Ref: V3 API Refinement Feedback from mcp_agent.
- Updated app/db_sql.py to capture SQL exceptions in thread-local storage for later retrieval.
- Implemented format_db_error() in app/lib_api_crud_v3.py to clean up raw MariaDB error strings.
- Added POST /v3/crud/{obj_type}/validate endpoint for dry-run payload validation.
- Updated main and nested routers to bubble up validation and database errors into the response 'meta.details' field.
- Added tests/test_v3_error_bubbling.py to verify formatting logic.
- Created app/lib_schema_v3.py to isolate database and Pydantic model introspection.
- Updated app/routers/api_crud_v3.py to use get_object_schema_info(), completing the modularization.
- Finalized refactoring plan documentation in documentation/REFACTOR_API_CRUD_V3.md.
- Created app/routers/api_crud_v3_nested.py to handle all parent-child relational routes.
- Updated app/routers/api_crud_v3.py to include the nested router, significantly reducing file size.
- Documented Phase 2 completion in documentation/REFACTOR_API_CRUD_V3.md.
- Created app/lib_api_crud_v3.py to house core security, filtering, and sanitization logic.
- Implemented reusable sanitize_payload() to generically strip virtual lookup fields (*_id_random) and view-only fields (fields_to_exclude_from_db).
- Updated app/routers/api_crud_v3.py to use the new library and consolidated sanitization across all Create/Update endpoints.
- Documented Phase 1 completion in documentation/REFACTOR_API_CRUD_V3.md.
- Added comprehensive docstrings to api_crud_v3.py explaining multi-tenancy, sanitization, and soft-delete logic.
- Finalized Address and Contact models/mappings with correct validators and field maps.
- Consolidated test suite in tests/ directory.
- Added 'external_person_id' to Post searchable fields.
- Updated api_crud_v3.py to respect 'fields_to_exclude_from_db' model attribute.
- Cleaned up old verification scripts (moved to tests/).
- Added Pydantic validators to Person_Base to handle null values for given_name and allow_auth_key, ensuring database NOT NULL constraints are met.

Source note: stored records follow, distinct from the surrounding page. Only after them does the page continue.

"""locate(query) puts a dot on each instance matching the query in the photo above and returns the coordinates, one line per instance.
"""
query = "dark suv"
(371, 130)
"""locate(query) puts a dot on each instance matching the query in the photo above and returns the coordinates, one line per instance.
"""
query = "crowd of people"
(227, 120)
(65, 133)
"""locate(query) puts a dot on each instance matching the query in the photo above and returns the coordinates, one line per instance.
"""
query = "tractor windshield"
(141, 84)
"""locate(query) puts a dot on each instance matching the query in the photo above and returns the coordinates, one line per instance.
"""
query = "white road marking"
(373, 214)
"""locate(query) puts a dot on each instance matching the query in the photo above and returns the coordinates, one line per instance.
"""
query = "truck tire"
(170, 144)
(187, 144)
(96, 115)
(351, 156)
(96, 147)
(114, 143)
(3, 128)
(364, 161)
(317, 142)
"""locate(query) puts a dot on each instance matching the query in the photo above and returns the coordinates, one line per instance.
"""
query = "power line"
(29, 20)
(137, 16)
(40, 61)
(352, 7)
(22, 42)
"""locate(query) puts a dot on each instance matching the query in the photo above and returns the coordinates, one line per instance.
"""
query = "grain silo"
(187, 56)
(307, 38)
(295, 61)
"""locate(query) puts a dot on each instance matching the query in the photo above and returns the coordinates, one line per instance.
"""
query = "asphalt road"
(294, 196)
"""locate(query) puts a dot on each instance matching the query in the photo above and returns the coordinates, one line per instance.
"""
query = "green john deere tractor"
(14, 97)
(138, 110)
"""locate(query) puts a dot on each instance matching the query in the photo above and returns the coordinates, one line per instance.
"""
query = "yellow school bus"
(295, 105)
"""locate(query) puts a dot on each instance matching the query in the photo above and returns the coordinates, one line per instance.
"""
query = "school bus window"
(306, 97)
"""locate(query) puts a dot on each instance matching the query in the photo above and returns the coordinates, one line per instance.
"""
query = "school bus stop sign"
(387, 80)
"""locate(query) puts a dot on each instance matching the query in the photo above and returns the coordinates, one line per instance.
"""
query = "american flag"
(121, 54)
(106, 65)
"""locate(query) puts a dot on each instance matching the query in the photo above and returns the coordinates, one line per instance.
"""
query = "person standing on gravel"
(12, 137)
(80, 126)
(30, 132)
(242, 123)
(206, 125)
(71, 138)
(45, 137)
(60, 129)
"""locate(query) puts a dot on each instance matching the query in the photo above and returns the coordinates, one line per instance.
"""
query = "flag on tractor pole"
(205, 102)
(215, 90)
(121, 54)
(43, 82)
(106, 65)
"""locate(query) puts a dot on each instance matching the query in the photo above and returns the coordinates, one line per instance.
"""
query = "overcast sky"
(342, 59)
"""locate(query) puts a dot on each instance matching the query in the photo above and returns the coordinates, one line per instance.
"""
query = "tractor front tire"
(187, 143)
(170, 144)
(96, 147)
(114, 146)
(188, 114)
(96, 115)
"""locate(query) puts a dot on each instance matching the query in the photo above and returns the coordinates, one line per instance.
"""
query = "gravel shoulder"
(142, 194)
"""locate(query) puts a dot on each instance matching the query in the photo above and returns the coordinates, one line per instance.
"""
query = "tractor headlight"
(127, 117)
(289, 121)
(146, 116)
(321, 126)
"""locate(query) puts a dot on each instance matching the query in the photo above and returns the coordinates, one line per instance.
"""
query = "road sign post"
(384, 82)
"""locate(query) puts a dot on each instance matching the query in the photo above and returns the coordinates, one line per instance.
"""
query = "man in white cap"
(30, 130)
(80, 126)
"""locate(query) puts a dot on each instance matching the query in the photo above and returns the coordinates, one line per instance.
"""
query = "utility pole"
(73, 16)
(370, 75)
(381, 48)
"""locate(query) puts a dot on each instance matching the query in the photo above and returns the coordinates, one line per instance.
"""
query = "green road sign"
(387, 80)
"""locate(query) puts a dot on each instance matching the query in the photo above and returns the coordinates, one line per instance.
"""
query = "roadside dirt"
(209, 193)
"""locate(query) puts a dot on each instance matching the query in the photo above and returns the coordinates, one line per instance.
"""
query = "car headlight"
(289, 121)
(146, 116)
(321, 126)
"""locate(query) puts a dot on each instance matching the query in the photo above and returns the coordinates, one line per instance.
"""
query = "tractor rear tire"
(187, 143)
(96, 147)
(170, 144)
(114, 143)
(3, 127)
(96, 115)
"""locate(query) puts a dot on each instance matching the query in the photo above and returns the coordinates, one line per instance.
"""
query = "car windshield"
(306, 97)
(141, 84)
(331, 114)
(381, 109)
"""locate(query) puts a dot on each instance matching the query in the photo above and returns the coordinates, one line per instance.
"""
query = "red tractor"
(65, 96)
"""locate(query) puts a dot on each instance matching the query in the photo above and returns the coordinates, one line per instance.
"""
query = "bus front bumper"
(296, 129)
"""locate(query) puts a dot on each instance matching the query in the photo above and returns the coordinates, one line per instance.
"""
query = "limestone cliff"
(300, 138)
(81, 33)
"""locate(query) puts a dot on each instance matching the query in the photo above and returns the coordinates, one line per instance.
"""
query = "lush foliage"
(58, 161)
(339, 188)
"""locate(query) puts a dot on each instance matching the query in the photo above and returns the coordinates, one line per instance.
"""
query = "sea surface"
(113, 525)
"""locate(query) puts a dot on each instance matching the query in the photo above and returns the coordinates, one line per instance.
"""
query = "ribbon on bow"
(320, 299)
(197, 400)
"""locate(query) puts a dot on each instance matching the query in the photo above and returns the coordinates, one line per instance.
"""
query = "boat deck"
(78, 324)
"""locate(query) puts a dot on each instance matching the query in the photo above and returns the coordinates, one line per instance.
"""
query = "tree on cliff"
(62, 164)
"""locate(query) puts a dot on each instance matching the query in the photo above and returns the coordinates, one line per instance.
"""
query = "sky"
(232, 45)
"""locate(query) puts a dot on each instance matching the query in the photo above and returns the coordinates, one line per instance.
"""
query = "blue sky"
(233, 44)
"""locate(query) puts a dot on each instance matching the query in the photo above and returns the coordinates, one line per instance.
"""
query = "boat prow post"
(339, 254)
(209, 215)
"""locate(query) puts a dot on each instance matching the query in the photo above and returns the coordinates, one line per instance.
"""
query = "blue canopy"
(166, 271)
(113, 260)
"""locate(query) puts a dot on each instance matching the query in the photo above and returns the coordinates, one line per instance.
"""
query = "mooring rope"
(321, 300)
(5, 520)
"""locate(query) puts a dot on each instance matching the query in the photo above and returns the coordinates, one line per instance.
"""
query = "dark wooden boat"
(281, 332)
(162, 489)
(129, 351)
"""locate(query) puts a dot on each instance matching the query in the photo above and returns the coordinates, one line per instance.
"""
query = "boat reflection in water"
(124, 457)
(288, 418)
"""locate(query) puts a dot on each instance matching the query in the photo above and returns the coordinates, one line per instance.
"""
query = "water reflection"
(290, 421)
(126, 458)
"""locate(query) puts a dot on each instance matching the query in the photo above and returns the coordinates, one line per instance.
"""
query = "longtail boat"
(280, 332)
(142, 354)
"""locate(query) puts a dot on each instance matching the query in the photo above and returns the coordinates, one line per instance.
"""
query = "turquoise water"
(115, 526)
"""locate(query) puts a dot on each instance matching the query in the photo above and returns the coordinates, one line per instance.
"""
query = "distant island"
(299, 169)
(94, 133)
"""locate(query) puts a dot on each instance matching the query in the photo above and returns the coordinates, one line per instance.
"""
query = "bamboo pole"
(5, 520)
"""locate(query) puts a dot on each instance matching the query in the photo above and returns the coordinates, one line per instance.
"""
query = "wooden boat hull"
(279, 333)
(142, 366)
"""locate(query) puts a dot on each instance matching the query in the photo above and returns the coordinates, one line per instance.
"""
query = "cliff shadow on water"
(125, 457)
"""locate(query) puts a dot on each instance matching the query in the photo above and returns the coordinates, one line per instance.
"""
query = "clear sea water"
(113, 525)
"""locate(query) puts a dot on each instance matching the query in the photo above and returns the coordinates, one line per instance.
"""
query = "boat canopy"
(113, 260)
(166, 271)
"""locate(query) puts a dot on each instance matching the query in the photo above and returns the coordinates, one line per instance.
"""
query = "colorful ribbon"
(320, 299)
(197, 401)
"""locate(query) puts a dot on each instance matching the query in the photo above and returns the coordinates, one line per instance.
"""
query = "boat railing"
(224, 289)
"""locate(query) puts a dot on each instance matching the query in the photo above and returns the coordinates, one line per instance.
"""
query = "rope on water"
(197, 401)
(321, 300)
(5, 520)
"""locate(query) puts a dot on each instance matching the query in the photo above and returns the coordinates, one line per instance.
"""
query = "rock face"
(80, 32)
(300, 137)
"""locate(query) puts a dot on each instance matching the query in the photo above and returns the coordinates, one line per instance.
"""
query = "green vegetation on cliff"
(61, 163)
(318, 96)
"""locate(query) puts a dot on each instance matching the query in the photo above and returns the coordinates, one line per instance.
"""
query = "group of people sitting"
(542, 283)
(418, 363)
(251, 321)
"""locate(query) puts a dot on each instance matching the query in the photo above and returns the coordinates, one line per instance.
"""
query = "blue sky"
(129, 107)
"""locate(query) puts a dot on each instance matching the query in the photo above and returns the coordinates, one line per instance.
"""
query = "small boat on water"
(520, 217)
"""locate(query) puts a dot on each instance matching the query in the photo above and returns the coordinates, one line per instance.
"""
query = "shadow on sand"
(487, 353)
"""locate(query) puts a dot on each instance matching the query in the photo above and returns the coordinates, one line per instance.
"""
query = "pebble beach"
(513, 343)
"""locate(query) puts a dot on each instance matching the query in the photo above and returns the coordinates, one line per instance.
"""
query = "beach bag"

- Updated api_crud_v3.py (POST and PATCH) to filter out virtual *_id_random fields from data payloads before database operations to prevent "Unknown column" errors.
- Updated GEMINI.md with session progress.
- Implemented 'Isolation Mode' in api_crud_v3.py to bypass circular dependencies.
- Locally defined AccountContext and auth dependencies to ensure stable boot.
- Added site_domain lookup exception for guest users in search endpoint.
- Maintained agent_bridge disablement in main.py for stability.
- Enhanced AuthContext with role-aware fields (administrator, manager, super).
- Implemented deferred database lookups for user roles in get_v3_auth_context.
- Added global account isolation in api_crud_v3.py using check_account_access and apply_forced_account_filter.
- Hardened all V3 CRUD endpoints (GET, POST, PATCH, DELETE) and nested routes with ownership verification.
- Enforced forced account filtering at the SQL level for Listing and Searching.
- Updated documentation with details on the new security and data isolation architecture.